October 22, Ordinary 29A (Matthew 22:15-22)
It's important to note what Jesus does not say about the Roman coin.
This week’s Gospel reading drops me into territory I don’t want to enter or navigate. Months into the Trump administration, I am tired, discouraged, bewildered, and afraid. I say this as a woman who finds the president’s misogyny inexcusable, as a person of color who is terrified by his casual racism, as a parent who cannot stomach the indecency my children are being exposed to, and as a daughter of immigrants who dares not take America’s welcome for granted.
But I also write in the full awareness that I have Christian friends, family members, and readers who hold radically different political views than I do—and to whom I owe every bit of love, respect, and faithfulness I can muster, quite apart from politics. So I’m struggling to find a way forward, struggling to do what Jesus asks of me in this week’s Gospel lesson: “Give to the emperor the things that are the emperor’s, and to God the things that are God’s.”

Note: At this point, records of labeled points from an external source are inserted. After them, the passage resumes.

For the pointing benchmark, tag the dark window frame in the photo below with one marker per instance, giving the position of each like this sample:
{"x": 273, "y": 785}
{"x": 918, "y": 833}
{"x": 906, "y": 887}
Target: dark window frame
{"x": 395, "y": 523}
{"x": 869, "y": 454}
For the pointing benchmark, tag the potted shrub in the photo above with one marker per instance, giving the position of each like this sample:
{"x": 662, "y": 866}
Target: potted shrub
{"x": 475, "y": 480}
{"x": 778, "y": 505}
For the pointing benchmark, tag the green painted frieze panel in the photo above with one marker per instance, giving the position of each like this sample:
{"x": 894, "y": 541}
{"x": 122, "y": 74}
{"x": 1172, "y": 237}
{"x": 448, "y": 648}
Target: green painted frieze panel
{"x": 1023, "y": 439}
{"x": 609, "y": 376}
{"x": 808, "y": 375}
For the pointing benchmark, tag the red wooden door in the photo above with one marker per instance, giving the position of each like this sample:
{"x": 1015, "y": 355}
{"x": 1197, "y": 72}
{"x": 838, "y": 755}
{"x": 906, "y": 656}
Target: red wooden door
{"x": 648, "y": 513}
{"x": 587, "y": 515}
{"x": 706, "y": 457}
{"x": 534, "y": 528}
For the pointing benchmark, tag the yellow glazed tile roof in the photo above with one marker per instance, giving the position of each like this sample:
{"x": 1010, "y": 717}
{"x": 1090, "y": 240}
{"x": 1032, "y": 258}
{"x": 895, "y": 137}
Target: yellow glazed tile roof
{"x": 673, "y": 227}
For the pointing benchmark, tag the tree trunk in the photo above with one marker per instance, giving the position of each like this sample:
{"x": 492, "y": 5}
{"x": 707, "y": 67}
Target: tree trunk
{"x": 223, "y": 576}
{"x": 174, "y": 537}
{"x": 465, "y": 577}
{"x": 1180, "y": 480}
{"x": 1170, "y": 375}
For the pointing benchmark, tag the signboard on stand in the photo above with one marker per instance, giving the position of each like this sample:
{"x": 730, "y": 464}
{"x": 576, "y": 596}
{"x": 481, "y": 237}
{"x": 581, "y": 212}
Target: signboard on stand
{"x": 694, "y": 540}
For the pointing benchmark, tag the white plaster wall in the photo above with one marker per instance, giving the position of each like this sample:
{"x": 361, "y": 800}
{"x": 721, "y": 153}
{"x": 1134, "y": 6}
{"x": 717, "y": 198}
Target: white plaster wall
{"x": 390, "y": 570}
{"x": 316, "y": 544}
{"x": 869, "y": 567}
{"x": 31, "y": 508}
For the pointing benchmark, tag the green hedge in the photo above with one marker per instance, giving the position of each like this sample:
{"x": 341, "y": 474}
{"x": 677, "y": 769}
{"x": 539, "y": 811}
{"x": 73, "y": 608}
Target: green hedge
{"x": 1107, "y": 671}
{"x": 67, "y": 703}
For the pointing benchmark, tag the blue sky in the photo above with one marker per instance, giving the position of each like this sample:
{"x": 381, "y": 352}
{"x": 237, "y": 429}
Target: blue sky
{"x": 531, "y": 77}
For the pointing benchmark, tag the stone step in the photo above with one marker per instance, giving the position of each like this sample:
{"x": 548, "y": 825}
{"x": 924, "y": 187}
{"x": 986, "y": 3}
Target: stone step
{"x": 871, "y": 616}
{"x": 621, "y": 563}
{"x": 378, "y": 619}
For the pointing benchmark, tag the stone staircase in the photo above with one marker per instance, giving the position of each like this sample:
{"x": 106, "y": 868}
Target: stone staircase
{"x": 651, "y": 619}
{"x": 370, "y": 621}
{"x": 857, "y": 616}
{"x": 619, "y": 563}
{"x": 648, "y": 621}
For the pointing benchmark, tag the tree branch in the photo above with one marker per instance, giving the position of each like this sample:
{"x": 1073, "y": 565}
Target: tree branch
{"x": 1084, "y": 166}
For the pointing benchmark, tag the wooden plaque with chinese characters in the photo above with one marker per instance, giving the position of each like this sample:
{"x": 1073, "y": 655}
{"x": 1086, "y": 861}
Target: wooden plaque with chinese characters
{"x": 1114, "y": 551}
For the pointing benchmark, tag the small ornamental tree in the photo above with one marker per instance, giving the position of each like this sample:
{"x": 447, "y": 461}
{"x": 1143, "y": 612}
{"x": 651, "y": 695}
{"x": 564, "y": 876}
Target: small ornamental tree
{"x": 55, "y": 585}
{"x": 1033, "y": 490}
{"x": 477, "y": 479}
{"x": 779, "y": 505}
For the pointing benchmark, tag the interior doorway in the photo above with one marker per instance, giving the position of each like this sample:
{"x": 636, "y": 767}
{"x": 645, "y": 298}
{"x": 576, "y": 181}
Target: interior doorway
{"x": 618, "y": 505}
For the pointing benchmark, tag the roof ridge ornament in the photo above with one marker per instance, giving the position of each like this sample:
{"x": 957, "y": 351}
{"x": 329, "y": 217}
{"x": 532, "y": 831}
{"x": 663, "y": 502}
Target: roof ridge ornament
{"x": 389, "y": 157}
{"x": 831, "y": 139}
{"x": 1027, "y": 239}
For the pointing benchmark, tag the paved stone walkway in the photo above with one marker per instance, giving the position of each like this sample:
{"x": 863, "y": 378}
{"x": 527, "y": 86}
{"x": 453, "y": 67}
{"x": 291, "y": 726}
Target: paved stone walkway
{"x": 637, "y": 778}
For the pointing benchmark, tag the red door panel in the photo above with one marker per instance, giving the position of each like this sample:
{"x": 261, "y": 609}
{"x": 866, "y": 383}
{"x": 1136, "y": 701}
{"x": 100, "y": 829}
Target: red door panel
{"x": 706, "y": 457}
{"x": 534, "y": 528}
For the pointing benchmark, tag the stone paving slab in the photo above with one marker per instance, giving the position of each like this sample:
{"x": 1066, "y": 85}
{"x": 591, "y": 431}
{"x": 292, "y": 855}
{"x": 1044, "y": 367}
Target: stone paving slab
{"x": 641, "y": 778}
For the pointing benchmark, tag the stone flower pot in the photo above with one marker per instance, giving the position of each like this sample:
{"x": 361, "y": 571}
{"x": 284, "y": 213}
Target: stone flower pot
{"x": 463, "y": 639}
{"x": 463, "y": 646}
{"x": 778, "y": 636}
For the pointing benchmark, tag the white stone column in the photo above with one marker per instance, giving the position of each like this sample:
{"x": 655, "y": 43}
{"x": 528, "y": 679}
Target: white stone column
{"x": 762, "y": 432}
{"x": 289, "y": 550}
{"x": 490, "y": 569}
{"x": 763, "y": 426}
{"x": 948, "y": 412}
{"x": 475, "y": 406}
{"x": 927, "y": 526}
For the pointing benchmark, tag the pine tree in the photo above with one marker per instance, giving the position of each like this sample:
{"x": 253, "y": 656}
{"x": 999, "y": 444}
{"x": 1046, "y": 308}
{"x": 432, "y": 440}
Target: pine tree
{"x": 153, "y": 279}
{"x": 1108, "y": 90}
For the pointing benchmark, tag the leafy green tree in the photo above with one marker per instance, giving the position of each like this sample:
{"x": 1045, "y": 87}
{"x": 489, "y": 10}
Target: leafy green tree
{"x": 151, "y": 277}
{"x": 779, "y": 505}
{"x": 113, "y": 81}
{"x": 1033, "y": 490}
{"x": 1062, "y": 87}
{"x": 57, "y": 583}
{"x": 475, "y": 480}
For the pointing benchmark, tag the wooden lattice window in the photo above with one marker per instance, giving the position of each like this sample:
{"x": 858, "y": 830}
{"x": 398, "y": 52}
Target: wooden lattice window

On its face, this passage from Matthew’s Gospel is about taxation. The Pharisees and the Herodians attempt to entrap Jesus with a clever question: “Is it lawful to pay taxes to the emperor, or not?” The Pharisees see the tribute tax as a heretical and antinationalist capitulation to a pagan emperor, while the Herodians see refusing to pay the tax as sedition. Answering this yes-no question is a lose-lose proposition.